Martirosyan foi a primeira cidadã transsexual a falar num fórum àquele nível na Arménia, um país socialmente conservador. A presidente da Comissão de Direitos Humanos do parlamento disse logo que não devia ter falado ali, pois a audiência era sobre direitos de crianças e deficientes, bem como reformas no sistema jurídico do país. Outros deputados foram mais agressivos. E dias depois, numa manifestação de protesto em frente ao parlamento, líderes religiosos ofereceram-se para "purificar" espiritualmente o edifício.

Os vários partidos têm tentado culpar-se uns aos outros por Martirosyan ter falado naquela comissão. Falam do "vício" que ela representa, associando-o à homossexualidade - resultado de influências ocidentais no país, garantem. No meio dos ataques, acusam-na de ter desrespeitado o parlamento e há deputados a defender que deve ser queimada.

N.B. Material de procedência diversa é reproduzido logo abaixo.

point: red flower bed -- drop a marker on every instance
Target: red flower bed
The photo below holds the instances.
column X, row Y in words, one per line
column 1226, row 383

O seu discurso no parlamento, que não foi longo, rapidamente correu mundo. Martirosyan falou da discriminação que as pessoas como ela sofrem a muitos níveis - no emprego, nos tribunais nos hospitais. A certa altura referiu os 283 ataques registados contra pessoas dessa comunidade e disse: "Para mim, significa que há 283 criminosos na Arménia a viver junto a mim e a vocês. E quem sabe, talvez o 284º esteja amanhã a cometer o seu crime".

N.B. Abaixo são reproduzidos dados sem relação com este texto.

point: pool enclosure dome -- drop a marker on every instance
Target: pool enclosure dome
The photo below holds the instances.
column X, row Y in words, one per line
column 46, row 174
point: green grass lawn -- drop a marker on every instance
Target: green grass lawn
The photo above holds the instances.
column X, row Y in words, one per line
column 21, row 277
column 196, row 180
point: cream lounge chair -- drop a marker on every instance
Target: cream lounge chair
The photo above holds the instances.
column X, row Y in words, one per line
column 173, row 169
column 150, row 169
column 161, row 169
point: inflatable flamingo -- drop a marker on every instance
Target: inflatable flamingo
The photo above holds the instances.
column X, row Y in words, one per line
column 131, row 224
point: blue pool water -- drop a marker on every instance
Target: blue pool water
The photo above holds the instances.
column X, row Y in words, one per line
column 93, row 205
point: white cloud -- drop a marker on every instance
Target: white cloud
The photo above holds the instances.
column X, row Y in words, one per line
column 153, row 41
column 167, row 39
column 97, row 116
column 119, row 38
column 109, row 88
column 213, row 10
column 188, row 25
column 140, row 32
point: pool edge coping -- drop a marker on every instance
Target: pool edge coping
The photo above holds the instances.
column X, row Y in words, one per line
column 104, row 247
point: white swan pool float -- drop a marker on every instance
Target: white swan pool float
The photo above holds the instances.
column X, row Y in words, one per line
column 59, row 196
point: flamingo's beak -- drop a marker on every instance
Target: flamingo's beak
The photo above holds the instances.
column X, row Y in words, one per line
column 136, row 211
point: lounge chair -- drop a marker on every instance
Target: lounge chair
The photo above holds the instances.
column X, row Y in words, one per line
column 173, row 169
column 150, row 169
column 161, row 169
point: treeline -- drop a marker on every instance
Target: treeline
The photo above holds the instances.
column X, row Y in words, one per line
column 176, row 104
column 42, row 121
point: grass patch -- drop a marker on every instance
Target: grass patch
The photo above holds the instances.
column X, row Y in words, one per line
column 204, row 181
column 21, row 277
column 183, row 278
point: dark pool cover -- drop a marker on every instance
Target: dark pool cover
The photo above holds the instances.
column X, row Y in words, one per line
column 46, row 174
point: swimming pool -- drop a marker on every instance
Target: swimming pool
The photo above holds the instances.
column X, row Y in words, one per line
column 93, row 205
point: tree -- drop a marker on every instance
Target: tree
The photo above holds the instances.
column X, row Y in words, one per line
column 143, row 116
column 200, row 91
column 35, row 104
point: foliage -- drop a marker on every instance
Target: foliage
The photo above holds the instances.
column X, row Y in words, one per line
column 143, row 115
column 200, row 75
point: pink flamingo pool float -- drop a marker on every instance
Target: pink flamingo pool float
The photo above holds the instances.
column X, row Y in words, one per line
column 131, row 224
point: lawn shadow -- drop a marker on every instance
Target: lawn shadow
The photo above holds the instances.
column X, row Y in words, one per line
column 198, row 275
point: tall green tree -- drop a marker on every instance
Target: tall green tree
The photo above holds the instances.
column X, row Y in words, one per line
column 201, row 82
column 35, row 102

No ambiente atual, a sua exigência de que as autoridades façam mais para proteger os transgénero não parece ter grandes possibilidades de sucesso. Segundo explicou depois ao jor4nal "Guardian", já houve um homem que apareceu no parlamento com uma faca a dizer que a queria matar, para além de todas as outras pessoas que têm feito ameaças semelhantes no Facebook e noutros espaços.

Em sentido contrário vão os apelos de entidades internacionais como a ONU e a União Europeia. Esta última lembrou que "discursos de ódio, incluindo ameaças de morte dirigidas à senhora Lilit Martirosyan, às suas colegas e à comunidade LGBT no seu todo, constituem discriminação proibida pela Convenção Europeia dos direitos humanos e liberdades fundamentais, da qual a Arménia faz parte, e que surge refletida na Constituição da Arménia".

A porta-voz do Ministério dos Negócios Estrangeiros arménio rejeitou essas afirmações, dizendo que os outros países devem mostrar "mais respeito e sensibilidade" pela sociedade arménia.